Reply To: UFO: A Living Myth of Transformation,” with mythologist Norland Têllez”
I had a thought in reference to your references of Dr. Veronica Goodchild, Carl Jung and The Red Book.
You write: In Psychoid, Psychophysical, P-subtle! Alchemy and a New Worldview by Dr Veronica Goodchild, she describes a psychic realm that lies in between psyche and matter accessible by the imagination, the vehicle used by Jung in his experiments with the unconscious resulting in Red Book and which was used by the alchemists in their opus.
I have noticed that even some of the “ufology clubs,” are also leaning more towards the subtle and in-between in regards to descriptions of “encounters.”
What Jung references as the “realm of subtle bodies,” has gained a new evolution in the mythology of ufology.
The term “thrown around,” is “inter-dimensionals.” Well of course I’m sure it probably stirred up debates even within “ufology clubs.” But this “take,” is more open to seeing the phenomena whether UFO or ET as an “in between realm.”
The only place where this perception becomes more concrete probably is the perception of “Visitors,” or “Visitation.”
So even though something could be perceived as in-between and even transparent…there is still a definition of What the experience Is.
And I wonder if you had heard of “Noetic Science?” It seems to go right along with what you write about “individuation,” creating the “subtle body,” according to Jung.

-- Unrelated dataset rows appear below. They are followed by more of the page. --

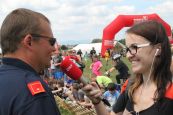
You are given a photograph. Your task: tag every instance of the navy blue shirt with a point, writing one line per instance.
(16, 98)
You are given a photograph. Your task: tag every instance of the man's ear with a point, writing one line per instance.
(27, 40)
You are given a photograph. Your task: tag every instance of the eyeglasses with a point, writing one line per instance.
(51, 40)
(134, 48)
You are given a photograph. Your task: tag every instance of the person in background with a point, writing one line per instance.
(58, 74)
(23, 33)
(79, 52)
(86, 56)
(111, 95)
(92, 52)
(96, 66)
(150, 90)
(107, 56)
(103, 82)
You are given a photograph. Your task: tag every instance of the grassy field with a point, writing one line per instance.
(87, 73)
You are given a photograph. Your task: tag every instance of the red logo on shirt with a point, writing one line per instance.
(35, 87)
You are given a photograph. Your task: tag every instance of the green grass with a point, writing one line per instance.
(87, 73)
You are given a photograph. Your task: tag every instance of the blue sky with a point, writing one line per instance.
(80, 21)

You write: It’s important to note that Jung himself saw the process of individuation as creating the subtle body, one made of matter and spirit and which overcomes the split between body and psyche. Dr. Goodchild writes “individuation is the creation of this subtle body … here in this life.” This subtle body was “thought to survive physical death, and it would be the body—a kind of psychic body that nevertheless had ‘substance’ and contained your essence, or quintessence … that you would take with you when you sloughed off your earthly form.”
Noetic Science has claimed to measure a weight difference after someone dies, which is unrelated to the the natural occurrences which accompany a person passing. And this difference is related to the “weight of the soul,” or what Jung would call the “subtle body.”
But I suppose measuring insubstantial things would still be considered “concretization,” by Joe Campbell? Heh heh.
Thanks for bringing another angle to this subject!! Robert!